Fils d'une actrice allemande catholique et d'un metteur en scène protestant, Michael Haneke grandit en Autriche. Étudiant en philosophie et en psychologie à Vienne, il monte des pièces de théâtre avant d'écrire et de réaliser de nombreux téléfilms jusqu'au début des années 90. Refusé par les chaînes de télévision, Le Septième continent devient son premier long métrage de cinéma en 1989. Ce film inaugure une trilogie sur la "glaciation émotionnelle" ("emotionale Vergletscherung") qui se poursuivra avec Benny's Video (1992) et 71 fragments d'une chronologie du hasard (1994). Sélectionnés à la Quinzaine des Réalisateurs, les trois films, bâtis autour de faits divers, sont des constats dérangeants sur la violence dans les sociétés modernes, la désintégration des familles et le pouvoir des médias. Présenté en compétition à Cannes, Funny Games crée une onde de choc en 1997. Récit de la séquestration d'une famille par deux ados sadiques, cette œuvre éprouvante choque de nombreux spectateurs. Interrogé par Télérama à propos de cette hostilité, le cinéaste aux airs de professeur austère répondra : "Je trouve cela normal. Quand on vous donne une gifle, vous réagissez."

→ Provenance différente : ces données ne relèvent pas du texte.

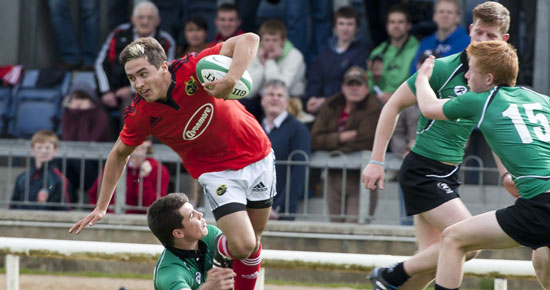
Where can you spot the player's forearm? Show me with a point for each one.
(384, 131)
(246, 48)
(425, 96)
(114, 167)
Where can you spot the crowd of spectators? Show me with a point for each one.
(312, 91)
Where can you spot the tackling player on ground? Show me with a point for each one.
(190, 247)
(220, 144)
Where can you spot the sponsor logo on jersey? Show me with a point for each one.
(198, 276)
(198, 123)
(250, 276)
(460, 90)
(191, 86)
(153, 121)
(221, 189)
(259, 187)
(445, 187)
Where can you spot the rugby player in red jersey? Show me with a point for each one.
(219, 142)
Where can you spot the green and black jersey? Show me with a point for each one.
(444, 140)
(515, 123)
(177, 269)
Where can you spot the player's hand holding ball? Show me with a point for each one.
(212, 70)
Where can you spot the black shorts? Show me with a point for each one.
(527, 221)
(427, 183)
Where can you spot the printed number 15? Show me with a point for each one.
(513, 113)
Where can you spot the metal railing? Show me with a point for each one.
(12, 248)
(15, 158)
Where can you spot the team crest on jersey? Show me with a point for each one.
(191, 86)
(221, 189)
(445, 187)
(153, 121)
(460, 90)
(198, 123)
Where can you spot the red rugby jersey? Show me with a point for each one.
(209, 134)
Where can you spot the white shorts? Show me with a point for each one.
(229, 191)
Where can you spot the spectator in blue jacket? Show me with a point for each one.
(450, 37)
(286, 135)
(344, 51)
(44, 187)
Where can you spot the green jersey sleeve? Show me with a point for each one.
(467, 106)
(438, 71)
(171, 273)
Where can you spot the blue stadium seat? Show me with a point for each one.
(85, 76)
(37, 104)
(5, 102)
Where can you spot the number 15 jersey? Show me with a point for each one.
(515, 123)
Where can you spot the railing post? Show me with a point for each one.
(261, 280)
(500, 284)
(12, 272)
(120, 200)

Devenu un des auteurs les plus cotés du cinéma européen, Michael Haneke engage Juliette Binoche pour Code inconnu, film-puzzle sur l'immigration, l'exil et l'incommunicabilité, tourné en partie en France. Le réalisateur connaît un grand succès avec son film suivant, La Pianiste, pour lequel il fait appel à une autre comédienne française, Isabelle Huppert. S'inspirant d'un roman de sa compatriote Elfriede Jelinek, il brosse le portrait d'une femme autoritaire et frustrée, écartelée entre une mère possessive et un jeune amant. En 2001, à Cannes, le film remporte le Grand Prix ainsi que des Prix d'interprétation pour Huppert et Magimel. Après Le Temps du loup, intrigante fable apocalyptique, Haneke convoque les fantômes de la guerre d'Algérie dans Caché, tourné à Paris en 2005. A Cannes, un Prix de la Mise en scène vient saluer cette œuvre oppressante, dont le personnage principal, aux côtés du couple Auteuil-Binoche, est une mystérieuse caméra.
Après avoir secoué les spectateurs français, c'est pour adresser un message au public américain qu'il réalise en 2007 un remake de Funny Games avec Naomi Watts et Tim Roth. Il retrouve sa langue maternelle avec Le Ruban blanc, réflexion subtile et troublante sur les racines du nazisme à travers le portrait d'un village allemand en 1913. Ce film en noir et blanc qui tient à la fois de la fable, du film historique et du thriller, décroche en 2009 la Palme d'Or à Cannes, une récompense qui avait jusqu'alors toujours échappé à Haneke. Le cinéaste autrichien regagne la Croisette en 2012 avec son poignant Amour, film sur la fin de vie et la souffrance de l'être aimé, qui remporte une deuxième Palme d'Or, classant ainsi le cinéaste parmi les rares réalisateurs à avoir été doublement primés à Cannes.